“TinyML is proof that good things come in small packages”, or so does ARM describe it, as it promises with TinyML to change a different approach, by running optimized machine learning models on small and efficient microcontroller-based endpoint devices, instead of bulky, power-hungry computers located in the cloud. Supported by ARM and the industry-leaders Google, Qualcomm, and others, it has the potential to change the way we deal with the data gathered by the IoT devices, which already have taken over in almost every industry we can imagine.
But why would we use TinyML in microcontrollers? Well, that is simple. They are everywhere! Families such as the ARM Cortex-M are very efficient and reliable, guaranteeing decent computing performance, when we consider their size, fitting them anywhere and being able to leave them there and just forget about it. Moreover, they are really cheap. Machine learning on microcontrollers enables us to take care of the data created on our IoT devices directly and perform more sophisticated and refined operations. But it does not stop there. Giving these capabilities to the microcontroller allows for more independent endpoint devices, that do not require an internet connection to trade data back and forth with the cloud, which leads to reduced latency, less energy consumption and extra security, since the data is not leaving the microcontroller as often, leaving it less exposed to attacks.

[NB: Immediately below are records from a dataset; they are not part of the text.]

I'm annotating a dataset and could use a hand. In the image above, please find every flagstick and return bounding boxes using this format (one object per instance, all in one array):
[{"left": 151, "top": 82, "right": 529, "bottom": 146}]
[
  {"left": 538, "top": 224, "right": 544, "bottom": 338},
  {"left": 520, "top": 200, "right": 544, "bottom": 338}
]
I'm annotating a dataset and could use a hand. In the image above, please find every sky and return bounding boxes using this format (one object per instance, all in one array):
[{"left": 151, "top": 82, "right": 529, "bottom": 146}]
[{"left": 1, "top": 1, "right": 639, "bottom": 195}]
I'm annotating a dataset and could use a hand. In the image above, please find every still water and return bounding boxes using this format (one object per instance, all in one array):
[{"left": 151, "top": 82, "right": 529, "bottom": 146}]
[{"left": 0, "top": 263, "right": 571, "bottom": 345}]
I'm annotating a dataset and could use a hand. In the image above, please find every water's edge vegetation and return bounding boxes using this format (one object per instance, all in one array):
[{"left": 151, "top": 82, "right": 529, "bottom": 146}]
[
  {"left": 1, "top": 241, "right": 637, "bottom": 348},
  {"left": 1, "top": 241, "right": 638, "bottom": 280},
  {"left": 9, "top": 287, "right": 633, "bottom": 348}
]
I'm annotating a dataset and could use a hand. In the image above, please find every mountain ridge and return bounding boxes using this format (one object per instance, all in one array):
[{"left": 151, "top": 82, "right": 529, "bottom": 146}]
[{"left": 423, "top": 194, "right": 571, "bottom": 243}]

In order to bring the ML algorithms to the small boards, the complexity of the mathematical operations involved needed to be reduced. Data scientists accomplished this by applying different techniques, such as replacing floating-point operations with simpler 8-bit operations. The changes resulted in models adapted to the platform, targeting lower memory resources and processing, making them work more efficiently without compromising too much accuracy. Of course, they cannot replace completely the cloud models, but its suits for many use cases. Besides that, the hardware is being designed by ARM to accelerate the inference, which will uplift the already impressive performance we are getting.